Il est bien loin le temps des clash entre Sinik et Booba, bien que ce dernier ait récemment remis ça à Orly face à Kaaris, le rap game vient d’entrer dans le Cercle sous la houlette du très charismatique Fianso, qui oriente la structure adhocratique au sens de Mintzberg (1990) qui se forme par et pour elle-même.

Vers une approche mixte du leadership dans le cercle…

Honnête, drôle, visionnaire, communicant, intègre, et doté de courage managérial (Harbour, Kisfalvi 2008), et si Fianso était un modèle de leadership à étudier dans toutes les écoles de management ? Des modèles inspirants de management sont-ils là où la recherche ne met pas ou peu les pieds ? N’y a-t-il pas des ponts entre le monde de la recherche en management et les « bas-fonds » dont nous parlent les rappeurs ? Quoi qu’il en soit, vivement le prochain Cercle, prochaine leçon incarnée, car je ne sais toujours pas vous dire qui est Fianso ? Est-ce un « Musicien, chanteur, rappeur, poète, gangster, troubadour, sociologue, pamphlétaire, imprécateur, chroniqueur journaliste ? » (texte absolument majeur de Ravier 2003). Serait-il aussi à l’aise dans un contexte désitué socio-culturellement ?

Fianso au Burger Quizz avec Alain Chabat #Gil.
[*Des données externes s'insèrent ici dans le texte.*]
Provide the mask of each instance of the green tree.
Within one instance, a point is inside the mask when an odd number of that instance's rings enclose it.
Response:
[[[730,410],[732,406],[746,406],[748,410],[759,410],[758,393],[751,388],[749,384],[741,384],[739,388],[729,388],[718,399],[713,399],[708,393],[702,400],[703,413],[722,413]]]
Je ne sais pas, mais je peux vous dire qu’il s’agit bien d’un leader par et pour le bas.

Fianso semble suivre la courbe processuelle du leadership, il y a quelques mois en garde à vue pour avoir tourné un clip sauvage sur l’autoroute, quelques semaines plus tard au top album, invité au Burger Quizz d’Alain Chabat et acteur principal d’une pièce de théâtre dans le rôle de Gatsby le Magnifique : des crises, des succès, des ruptures qui forgent le leader. Il n’est pas non plus possible d’écarter la thèse charismatique ou celle des traits de personnalité qui sautent aux yeux de l’internaute durant tout le visionnage.

S’il n’y a peut-être pas ici pour certains de quoi révolutionner la pensée managériale, il y a au moins avec le Cercle, un certain nombre d’éléments permettant de rapprocher le leadership des étudiants en gestion. Fianso semble proposer une synthèse des approches en matière de leadership et nous accompagner petit à petit vers une approche mixte de la discipline. Fianso est issu d’un peu tout ça, mais aussi d’un peu autre chose.